Virginia steadily wiping out rape kit backlog

Picture this -- a heinous crime is committed. There is evidence, but authorities let it languish for years. That is the unfortunate reality all over the country as rape kit backlogs remain untouched.

In 2019, rapists could be walking free simply because the resources aren't there to run the tests.
It is disheartening, it is maddening and it's why the issue took center stage Tuesday night at George Mason University.

FOX 5 was there as students screened a documentary, called "I am Evidence." They also heard from Virginia Attorney General Mark Herring, who has made this issue a top priority.

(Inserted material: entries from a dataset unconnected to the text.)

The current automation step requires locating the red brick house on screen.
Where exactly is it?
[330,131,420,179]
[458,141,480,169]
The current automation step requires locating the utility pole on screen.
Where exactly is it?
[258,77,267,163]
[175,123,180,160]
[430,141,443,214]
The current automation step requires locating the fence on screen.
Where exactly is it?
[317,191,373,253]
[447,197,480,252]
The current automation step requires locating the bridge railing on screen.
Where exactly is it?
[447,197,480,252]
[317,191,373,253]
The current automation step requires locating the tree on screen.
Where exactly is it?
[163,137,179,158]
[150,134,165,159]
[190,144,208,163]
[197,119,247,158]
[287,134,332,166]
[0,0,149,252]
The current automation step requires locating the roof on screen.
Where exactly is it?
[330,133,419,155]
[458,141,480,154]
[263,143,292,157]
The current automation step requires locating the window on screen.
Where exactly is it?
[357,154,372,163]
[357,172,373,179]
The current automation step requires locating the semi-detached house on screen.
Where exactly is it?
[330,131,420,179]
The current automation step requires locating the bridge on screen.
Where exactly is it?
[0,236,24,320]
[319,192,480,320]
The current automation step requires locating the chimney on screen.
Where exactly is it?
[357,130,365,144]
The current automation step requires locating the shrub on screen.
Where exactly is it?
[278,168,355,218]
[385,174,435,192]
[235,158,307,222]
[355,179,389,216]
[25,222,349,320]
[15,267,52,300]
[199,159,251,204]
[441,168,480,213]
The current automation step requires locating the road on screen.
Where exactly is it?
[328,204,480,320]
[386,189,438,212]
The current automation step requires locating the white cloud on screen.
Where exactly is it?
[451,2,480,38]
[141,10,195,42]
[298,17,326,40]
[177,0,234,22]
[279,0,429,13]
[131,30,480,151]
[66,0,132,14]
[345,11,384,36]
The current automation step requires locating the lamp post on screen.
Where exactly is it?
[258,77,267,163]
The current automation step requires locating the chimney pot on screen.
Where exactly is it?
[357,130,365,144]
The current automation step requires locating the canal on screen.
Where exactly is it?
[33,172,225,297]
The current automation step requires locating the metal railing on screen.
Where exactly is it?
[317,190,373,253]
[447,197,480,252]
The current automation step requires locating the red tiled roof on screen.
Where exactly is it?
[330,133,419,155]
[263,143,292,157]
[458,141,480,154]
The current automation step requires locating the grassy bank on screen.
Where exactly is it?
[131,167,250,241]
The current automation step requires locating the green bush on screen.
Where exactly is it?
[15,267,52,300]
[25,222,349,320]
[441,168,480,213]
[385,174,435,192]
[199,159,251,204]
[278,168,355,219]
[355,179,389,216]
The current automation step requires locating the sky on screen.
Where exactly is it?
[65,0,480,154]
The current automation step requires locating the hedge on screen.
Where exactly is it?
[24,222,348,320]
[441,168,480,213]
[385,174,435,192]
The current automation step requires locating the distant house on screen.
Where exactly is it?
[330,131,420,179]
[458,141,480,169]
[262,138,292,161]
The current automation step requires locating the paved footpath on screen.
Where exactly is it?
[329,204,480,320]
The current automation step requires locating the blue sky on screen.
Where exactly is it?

Using more than $3 million in grant money, the state has almost eliminated their entire rape kit backlog and they've also invested in law enforcement training that they say will ensure a more survivor-centered, trauma-informed response to sexual violence.

"It is really important for survivors to know this, to know that their commonwealth stands with them, and as their attorney general, I will always do that," said Herring. "And it also means that we have an opportunity to make sure that if there are perpetrators still out there, we bring them to justice."

"For the victim who has already been violated to not have a sense that they have real full access to justice, none of us would want to be in that situation," said Toni Zollicoffer, division director of Fairfax County Domestic and Sexual Violence Services.

This is not just a Virginia issue. Maryland, for example, still has thousands of rape kits that have gone untested, according to the website "End The Backlog", which tracks this issue nationwide.